Field guide

Token budget anatomy: dissecting an 8000-token lorebook

The token_budget field on a lorebook isn't a guideline — it's a ceiling the runtime enforces by silently dropping entries. Knowing the formula lets you author for it instead of against it.

What token_budget actually does

When a turn begins, the runtime scans your conversation window for keyword matches, collects every triggered entry's content, and adds them to the prompt — until the total reaches token_budget. Entries past the ceiling are dropped, lowest priority first. The user never sees a warning; the missing lore is invisible.

An 8000-token budget sounds generous until you realize a single richly-written location entry can be 600 tokens, a faction primer 800, an NPC dossier 1200. Three entries fire on one turn and you've already burned a third.

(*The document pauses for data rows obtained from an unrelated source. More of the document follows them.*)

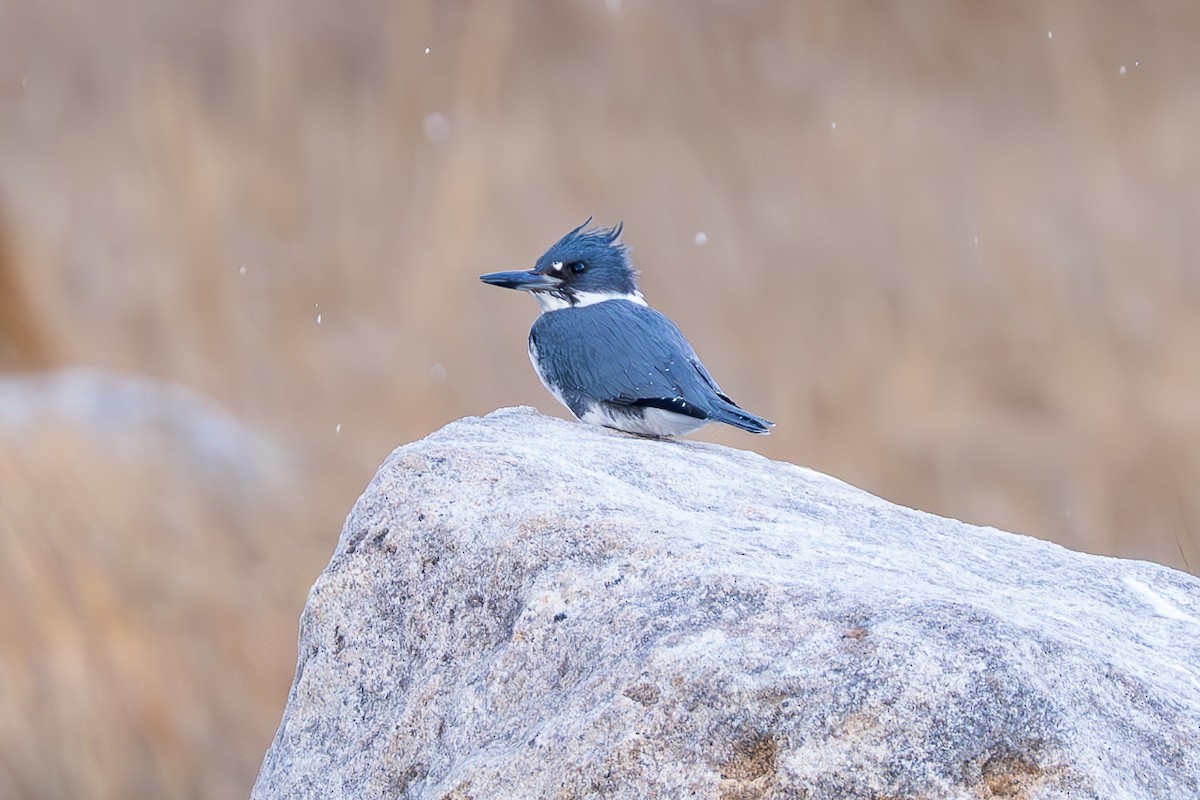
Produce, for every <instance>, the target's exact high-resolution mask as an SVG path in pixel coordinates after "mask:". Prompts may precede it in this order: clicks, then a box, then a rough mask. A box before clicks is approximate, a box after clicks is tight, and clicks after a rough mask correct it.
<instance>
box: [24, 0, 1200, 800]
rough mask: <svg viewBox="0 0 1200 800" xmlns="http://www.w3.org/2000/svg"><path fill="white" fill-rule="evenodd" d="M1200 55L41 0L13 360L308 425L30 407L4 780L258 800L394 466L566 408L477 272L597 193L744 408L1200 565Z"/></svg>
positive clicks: (900, 472)
mask: <svg viewBox="0 0 1200 800" xmlns="http://www.w3.org/2000/svg"><path fill="white" fill-rule="evenodd" d="M1198 41H1200V7H1198V6H1195V5H1192V4H1153V5H1136V4H1122V2H1115V1H1109V2H1082V1H1079V2H1056V4H1045V5H1042V6H1038V5H1032V4H1024V5H1022V4H948V2H947V4H932V2H907V4H893V5H882V4H847V2H833V1H829V2H812V4H757V5H744V4H722V2H716V1H704V2H683V1H682V0H676V1H666V2H641V1H634V0H625V1H624V2H617V1H616V0H608V2H604V1H600V0H598V1H589V2H583V1H569V2H558V4H527V5H510V4H503V2H490V1H479V2H463V1H451V2H433V1H427V2H418V1H413V2H397V4H386V2H373V1H370V0H350V1H348V2H340V4H317V2H307V1H305V2H296V1H295V0H250V1H247V2H229V1H228V0H218V1H216V2H211V4H184V2H178V1H174V2H150V1H149V0H114V1H113V2H108V4H102V5H96V4H70V2H64V1H61V0H0V368H2V369H4V371H5V372H6V373H8V375H10V377H11V378H12V379H13V380H14V381H18V383H20V381H29V380H34V379H32V378H24V375H26V374H28V373H44V372H47V371H53V369H56V368H61V367H65V366H71V365H86V366H90V367H95V368H98V369H102V371H106V372H113V373H116V374H131V375H138V377H142V378H154V379H158V380H162V381H169V384H172V385H174V384H179V385H182V386H186V387H190V389H191V390H194V391H196V392H198V393H199V395H202V396H206V397H209V398H212V399H214V401H216V402H217V403H218V404H221V405H222V407H224V408H226V409H228V410H229V411H230V413H232V414H234V415H235V416H236V417H238V419H240V420H241V421H242V422H244V423H246V425H247V426H248V427H250V428H251V429H254V431H257V432H258V433H259V434H260V435H263V437H266V438H269V439H270V440H272V441H275V443H276V444H277V445H278V446H280V447H281V449H282V450H283V452H286V453H288V463H287V465H286V467H283V468H282V469H275V468H270V469H268V468H265V467H264V468H258V467H254V465H252V467H251V468H248V469H247V471H246V474H244V475H226V476H221V475H212V474H211V471H205V470H203V469H199V468H198V467H197V465H196V464H194V463H193V462H192V459H191V458H188V457H187V451H186V449H181V447H182V445H180V444H179V443H175V441H173V440H172V438H170V433H169V432H167V433H166V434H164V433H163V432H162V431H158V429H156V423H155V422H154V420H150V421H149V422H145V423H143V425H140V426H139V425H137V423H130V425H127V426H125V427H122V428H120V429H119V431H118V432H116V434H118V435H119V437H120V440H121V441H122V443H124V444H122V446H121V447H113V446H112V437H109V438H106V435H107V434H112V433H113V432H107V434H106V432H104V431H98V429H97V425H95V423H82V422H80V421H79V420H78V419H74V417H71V416H70V415H58V416H56V415H55V414H54V413H49V414H47V415H43V416H42V417H41V419H38V421H37V422H36V423H30V422H28V421H22V420H17V421H13V420H7V421H4V420H0V579H2V583H0V599H2V604H0V642H2V645H0V646H2V650H0V796H5V798H77V796H90V798H128V796H163V798H236V796H245V795H246V794H247V793H248V790H250V786H251V783H252V781H253V776H254V772H256V770H257V765H258V763H259V760H260V758H262V754H263V752H264V751H265V748H266V746H268V744H269V741H270V738H271V735H272V733H274V729H275V726H276V723H277V721H278V715H280V712H281V711H282V706H283V700H284V697H286V692H287V688H288V682H289V680H290V676H292V670H293V666H294V658H295V652H294V640H295V639H294V637H295V622H296V619H298V615H299V612H300V607H301V604H302V601H304V596H305V593H306V590H307V588H308V585H310V584H311V582H312V581H313V578H314V577H316V575H317V573H318V572H319V570H320V569H322V566H323V565H324V563H325V560H326V559H328V557H329V554H330V552H331V549H332V546H334V543H335V541H336V536H337V531H338V528H340V524H341V519H342V517H343V516H344V515H346V512H347V511H348V510H349V507H350V505H352V503H353V501H354V498H355V497H356V494H358V492H359V491H361V489H362V488H364V487H365V485H366V482H367V481H368V479H370V476H371V474H372V471H373V469H374V467H376V465H377V464H378V463H379V462H380V459H382V458H383V456H384V455H386V452H388V451H389V450H391V449H392V447H394V446H395V445H398V444H401V443H404V441H408V440H412V439H415V438H419V437H421V435H424V434H426V433H428V432H430V431H432V429H434V428H437V427H438V426H440V425H444V423H445V422H449V421H451V420H454V419H456V417H460V416H462V415H467V414H482V413H486V411H490V410H492V409H494V408H497V407H499V405H511V404H520V403H528V404H536V405H538V407H539V408H541V409H542V410H545V411H547V413H553V414H563V411H560V410H559V409H558V408H557V407H556V404H554V402H553V401H552V399H551V398H550V397H548V396H547V395H546V393H545V391H544V390H542V389H541V386H540V385H539V384H538V381H536V378H535V377H534V374H533V371H532V369H530V367H529V365H528V362H527V359H526V355H524V336H526V330H527V327H528V324H529V323H530V320H532V319H533V317H534V314H535V306H534V303H533V302H530V301H529V300H528V299H524V297H517V296H512V295H510V294H505V293H502V291H498V290H494V289H490V288H487V287H484V285H482V284H479V283H478V281H476V279H475V276H476V275H479V273H480V272H484V271H490V270H494V269H511V267H518V266H524V265H528V264H532V261H533V259H534V258H536V255H539V254H540V252H541V251H542V248H544V247H545V246H547V245H548V243H550V242H552V241H553V240H554V239H557V237H558V236H559V235H560V234H562V233H563V231H565V230H566V229H568V228H570V227H572V225H575V224H577V223H578V222H581V221H582V219H583V218H584V217H587V216H588V215H589V213H595V215H596V216H598V219H599V221H600V222H602V223H606V224H608V223H612V222H616V221H617V219H618V218H624V219H625V222H626V235H625V240H626V241H628V242H629V243H631V245H632V246H634V248H635V253H634V257H635V261H636V263H637V264H638V266H640V267H641V269H642V270H643V271H644V276H643V281H642V284H643V289H644V290H646V293H647V295H648V297H649V299H650V301H652V302H653V303H654V305H656V306H658V307H659V308H661V309H662V311H665V312H666V313H668V314H670V315H671V317H672V318H673V319H674V320H676V321H677V323H678V324H679V325H680V327H683V330H684V331H685V332H686V333H688V335H689V337H690V338H691V341H692V343H694V344H695V345H696V349H697V350H698V351H700V353H701V355H702V356H703V357H704V360H706V362H707V363H708V366H709V367H710V368H712V369H713V372H714V373H715V374H716V375H718V377H719V378H720V380H721V381H722V384H724V385H725V386H726V389H728V390H730V392H731V393H732V395H733V397H734V398H736V399H738V401H739V402H742V403H743V404H744V405H746V407H748V408H750V409H752V410H755V411H758V413H761V414H764V415H767V416H769V417H772V419H774V420H775V421H776V422H778V423H779V427H778V428H776V429H775V432H774V433H773V435H772V437H770V438H768V439H751V438H749V437H745V435H740V434H738V433H737V432H732V431H731V432H724V431H712V432H708V433H704V434H703V435H702V437H701V438H707V439H709V440H715V441H721V443H724V444H731V445H734V446H742V447H754V449H757V450H760V451H761V452H763V453H766V455H768V456H772V457H775V458H785V459H788V461H793V462H797V463H802V464H808V465H811V467H814V468H816V469H820V470H822V471H826V473H830V474H833V475H836V476H839V477H841V479H844V480H847V481H850V482H851V483H854V485H858V486H862V487H864V488H866V489H870V491H871V492H875V493H877V494H881V495H883V497H886V498H889V499H892V500H895V501H899V503H902V504H906V505H911V506H917V507H920V509H924V510H928V511H932V512H937V513H942V515H948V516H953V517H958V518H962V519H966V521H970V522H976V523H982V524H991V525H996V527H1000V528H1004V529H1009V530H1018V531H1025V533H1030V534H1033V535H1038V536H1043V537H1048V539H1051V540H1055V541H1058V542H1061V543H1063V545H1067V546H1070V547H1075V548H1081V549H1086V551H1091V552H1097V553H1108V554H1118V555H1126V557H1136V558H1146V559H1153V560H1157V561H1162V563H1164V564H1169V565H1172V566H1176V567H1180V569H1190V570H1192V571H1196V569H1198V567H1200V534H1198V529H1200V493H1198V492H1196V486H1198V485H1200V423H1198V411H1196V409H1198V404H1200V371H1198V359H1196V354H1198V353H1200V263H1198V260H1200V223H1198V221H1200V148H1198V146H1196V142H1200V92H1198V91H1196V88H1195V86H1196V80H1198V78H1200V50H1198V48H1196V47H1195V42H1198ZM426 48H428V52H427V53H426ZM697 233H703V234H704V235H706V237H707V242H704V243H702V245H701V243H697V241H696V235H697ZM13 385H16V384H13ZM22 385H24V384H22ZM98 427H101V428H102V427H103V425H101V426H98ZM181 453H182V455H181Z"/></svg>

Rune count, not character count

The lint engine's budget rule uses a rune-count heuristic divided by tokens-per-rune:

Latin-script entries: ≈ 4 runes per token. A 4000-rune entry is about 1000 tokens.
CJK-dominant entries (> 30% wide-script): ≈ 1.5 runes per token. The same character count costs roughly 2.7× more tokens. A 4000-rune Chinese entry is ~2666 tokens.

This matters because the in-app rune counts can read identically while one card sails under budget and the other slams into the ceiling. Bilingual cards routinely hit this.

The three categories

Entries fall into three slots that interact differently with the budget:

Constant: always added to context every turn, regardless of keywords. These are your foundation — world rules, persona anchors. They consume budget up front; everything else fights over the remainder.
Selective (keyword-triggered): only added when keys match the scan window. Most flexible, most lossy when budget runs short — sorted by priority, then dropped tail-first.
Recursive: activated by another entry's content rather than your messages. Powerful for chained lore, but every recursion round consumes budget; a 6-deep chain can quietly chain 1200 tokens.

A worked example: 8000-token budget

Assume 30 entries: 5 constant (anchors), 20 selective (NPCs, locations, factions), 5 recursive (deeper lore). Average constant size 200 tokens, selective 350 tokens, recursive 500.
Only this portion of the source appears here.